Monday, January 7, 2013

Random Tuesday Thoughts - Not A Football Kind of Gal

It's another edition of Random Tuesday Thoughts.  If you'd like to participate, link up at Stacy Uncorked.
My son, Adam, has strep throat.  He's been laying around the house, lethargic.  I hate to see my kids sick.
I ripped out my hubby's nipple ring the other day.  Bent that steel rod straight with a loop from the back of my pants.  I thought he was going to pee himself or clock me, one or the other. 
Last week me and Jason met up with a couple of friends at a sports bar and grill to watch the Packers vs. Vikings football game.  I always knew that football really wasn't my thing but it was confirmed that night.  I just can't get into the sport.  No matter how hard I try, I just can't understand the rules and terms.  The only football game I'll be watching from here on out is the Super Bowl, and that's for the commercials and halftime show.
New Year's Eve was pretty uneventful for me.  I attended a garage party at a friend's house.  I was home by 11:30 pm and in bed by 12:15.  Regardless, it's always a good time with friends involved.

Jager - my adult beverage of choice
Me and two of my besties on New Year's Eve
I ate duck for the first time the other day.  I slow cooked it with onions and barbecue sauce and it turned out a lot like pulled pork.  I did fine with it until I chomped on a hard piece.  Visions of innards danced through my head and I about lost my mind.  Come to find out, it was a buckshot from where the bird got hit.  Who knew I was going to have to dodge bullets when eating my meat?!
The first day of school after Christmas vacation, my son came home to tell me they practiced a Code Red drill.  All students had to practice what steps they'd take in case of a school shooting or massacre.  Back in my day, we had fire drills and halfheartedly paid attention.  It's a sad, sad thing when new drills have to be added to keep from being killed.  What struck me the most when Adam was telling me about the drill is that all the students paid attention and did as they were told.  There was no fiddlefarting around.  The kids knew the seriousness of the situation and didn't give the teachers any grief.  I was also struck in the heart when Adam said the teachers were telling their students that they would sacrifice their lives and do everything to save the kids if they ever needed to. 
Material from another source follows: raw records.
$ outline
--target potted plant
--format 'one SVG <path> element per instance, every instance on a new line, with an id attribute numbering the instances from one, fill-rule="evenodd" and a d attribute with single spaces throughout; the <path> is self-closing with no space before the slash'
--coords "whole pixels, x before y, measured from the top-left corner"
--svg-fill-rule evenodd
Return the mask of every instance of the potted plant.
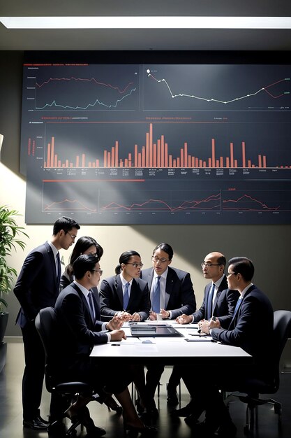
<path id="1" fill-rule="evenodd" d="M 8 313 L 5 310 L 7 302 L 3 296 L 9 293 L 17 276 L 16 269 L 8 264 L 7 256 L 11 255 L 12 250 L 17 250 L 17 246 L 24 249 L 26 243 L 18 236 L 28 237 L 23 227 L 16 223 L 15 216 L 17 216 L 20 215 L 16 210 L 10 210 L 6 205 L 0 206 L 0 372 L 5 365 L 7 346 L 3 338 L 8 320 Z"/>

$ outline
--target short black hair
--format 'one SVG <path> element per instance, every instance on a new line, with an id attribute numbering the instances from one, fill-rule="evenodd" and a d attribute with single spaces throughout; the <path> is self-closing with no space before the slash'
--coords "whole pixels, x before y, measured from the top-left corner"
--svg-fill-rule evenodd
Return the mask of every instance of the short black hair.
<path id="1" fill-rule="evenodd" d="M 246 281 L 251 281 L 255 273 L 253 262 L 246 257 L 233 257 L 228 260 L 233 267 L 234 274 L 240 274 Z"/>
<path id="2" fill-rule="evenodd" d="M 82 254 L 80 255 L 73 264 L 76 280 L 82 278 L 87 271 L 92 271 L 95 269 L 96 264 L 98 263 L 98 262 L 99 258 L 92 254 Z"/>
<path id="3" fill-rule="evenodd" d="M 61 229 L 64 229 L 64 231 L 67 233 L 68 231 L 70 231 L 72 228 L 80 229 L 80 226 L 74 219 L 72 219 L 72 218 L 61 216 L 54 222 L 52 234 L 54 236 L 57 236 Z"/>
<path id="4" fill-rule="evenodd" d="M 161 249 L 162 251 L 167 253 L 169 256 L 169 260 L 172 260 L 174 255 L 174 251 L 173 248 L 170 245 L 169 245 L 169 243 L 158 243 L 153 251 L 153 255 L 158 249 Z"/>

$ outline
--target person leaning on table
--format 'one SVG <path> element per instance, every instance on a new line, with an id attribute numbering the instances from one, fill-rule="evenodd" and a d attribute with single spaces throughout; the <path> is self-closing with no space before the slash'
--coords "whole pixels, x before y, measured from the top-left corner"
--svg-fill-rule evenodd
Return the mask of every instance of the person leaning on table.
<path id="1" fill-rule="evenodd" d="M 201 267 L 204 278 L 211 281 L 205 286 L 203 302 L 200 309 L 194 313 L 178 316 L 176 319 L 177 323 L 201 324 L 202 321 L 208 321 L 209 328 L 228 328 L 239 293 L 237 290 L 228 288 L 224 274 L 225 264 L 225 257 L 221 253 L 214 251 L 205 256 Z M 176 388 L 179 381 L 180 376 L 177 373 L 177 367 L 174 367 L 167 388 L 167 401 L 171 406 L 178 404 Z M 184 409 L 174 412 L 177 416 L 184 416 Z"/>
<path id="2" fill-rule="evenodd" d="M 201 367 L 179 366 L 179 372 L 188 390 L 191 401 L 188 405 L 186 421 L 205 433 L 214 433 L 221 438 L 234 437 L 237 428 L 233 424 L 219 389 L 239 390 L 244 382 L 251 379 L 267 380 L 272 367 L 270 349 L 274 344 L 274 312 L 265 294 L 252 283 L 254 266 L 246 257 L 234 257 L 228 262 L 227 284 L 230 289 L 238 290 L 240 297 L 228 329 L 209 329 L 208 321 L 200 324 L 202 332 L 226 345 L 241 347 L 253 356 L 251 367 L 230 369 L 204 367 L 204 379 L 193 379 L 201 372 Z M 204 423 L 198 423 L 205 411 Z"/>

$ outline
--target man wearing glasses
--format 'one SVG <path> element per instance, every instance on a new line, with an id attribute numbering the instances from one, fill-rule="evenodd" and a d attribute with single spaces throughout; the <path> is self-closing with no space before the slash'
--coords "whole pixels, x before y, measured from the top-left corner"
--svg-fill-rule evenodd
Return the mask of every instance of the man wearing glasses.
<path id="1" fill-rule="evenodd" d="M 232 320 L 234 307 L 239 299 L 237 290 L 228 288 L 224 269 L 226 259 L 223 254 L 213 252 L 207 254 L 201 263 L 204 278 L 211 280 L 204 289 L 203 302 L 199 310 L 191 315 L 181 315 L 176 321 L 179 324 L 198 323 L 200 327 L 204 323 L 209 329 L 223 327 L 227 329 Z M 176 388 L 180 381 L 178 369 L 174 367 L 167 385 L 167 403 L 172 406 L 178 404 Z M 188 408 L 186 406 L 174 411 L 175 415 L 187 416 Z M 173 414 L 174 414 L 173 413 Z"/>
<path id="2" fill-rule="evenodd" d="M 79 224 L 70 218 L 56 220 L 52 239 L 29 253 L 14 288 L 21 305 L 16 323 L 22 332 L 25 357 L 23 426 L 35 430 L 45 430 L 47 422 L 40 412 L 45 355 L 34 319 L 40 309 L 54 306 L 61 274 L 59 250 L 67 250 L 74 243 L 78 229 Z"/>
<path id="3" fill-rule="evenodd" d="M 159 243 L 153 251 L 153 267 L 144 269 L 140 278 L 149 285 L 151 310 L 151 320 L 175 320 L 182 314 L 189 315 L 196 310 L 196 299 L 190 274 L 170 267 L 173 249 L 169 243 Z M 154 395 L 164 365 L 149 366 L 146 376 L 146 390 L 151 400 L 149 415 L 158 414 Z"/>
After the conversation I was a mix of emotions.  I was pissed that my child, or any other kid, has to practice a drill such as this.  I was angry that we're in a world that this type of thing has to be practiced or on a kid's mind.  I was grateful to the teachers who said they'd be the heroes if they had to.  I was elated that the students were conscientious of the seriousness of the drill and did what they were told.  I was grieved for the parents who lost their children in Connecticut.  I was joyed that I can still hug my children and tell them I love them.
This is the recent conversation that I had with my 18 yoa daughter when I told her me and Jason were going to start taking mixed martial arts/fitness classes:

Me:  Me and Jason are going to start taking mixed martial arts and fitness classes.

Shelby:  So, are you two getting a divorce?

Me:  What does a divorce have to do with the price of tea in China?

Shelby:  When two people who've been married for a while start doing activities together like that, it's usually because there's been drama or a peak in their marriage and they're on the verge of divorce.  They then start doing all sorts of activities together.

Me:  Where did you hear of such nonsense?

Shelby:  I see it in the movies all the time.

Me:  You watch way too many movies.
Happy RTT!


Masshole Mommy said...

Ooooh, is your husband's nipple ok? Yikes.

I love my krav maga classes and have been trying to get my hubby to join me, but our schedules are kind of opposite, so I don't think we'd be able to go to any classes together.

VickeC said...

my husband an I love doing activites together

gretchen said...

Ewww, that nipple ring thing gave me chills! As did the Code Red drill, but for different reasons. It really is a horror, right?

Julie Maloney said...

Ouch. I don't think I'm going to get the nipple image out of my head today, reminds me of that movie Chris Farley did, I can't think of the name but OUCH!

Julie Maloney said...

oh, I remembered. "Airheads" with Adam Sandler. Farley was a cop and he ripped it out. Ouch again :)

Liz @ A Nut in a Nutshell said...

OH my gosh with that buckshot! Who would have figured that might happen?

DysFUNctional Mom said...

OK I went from flinching about the nipple ring, to tearing up about the Code Red stuff, to laughing about your daughter's response!
Nice to end on a laugh ;-)

Alexis AKA MOM said...

OH lord dodging a bullet ... hehe. That so would happen to me!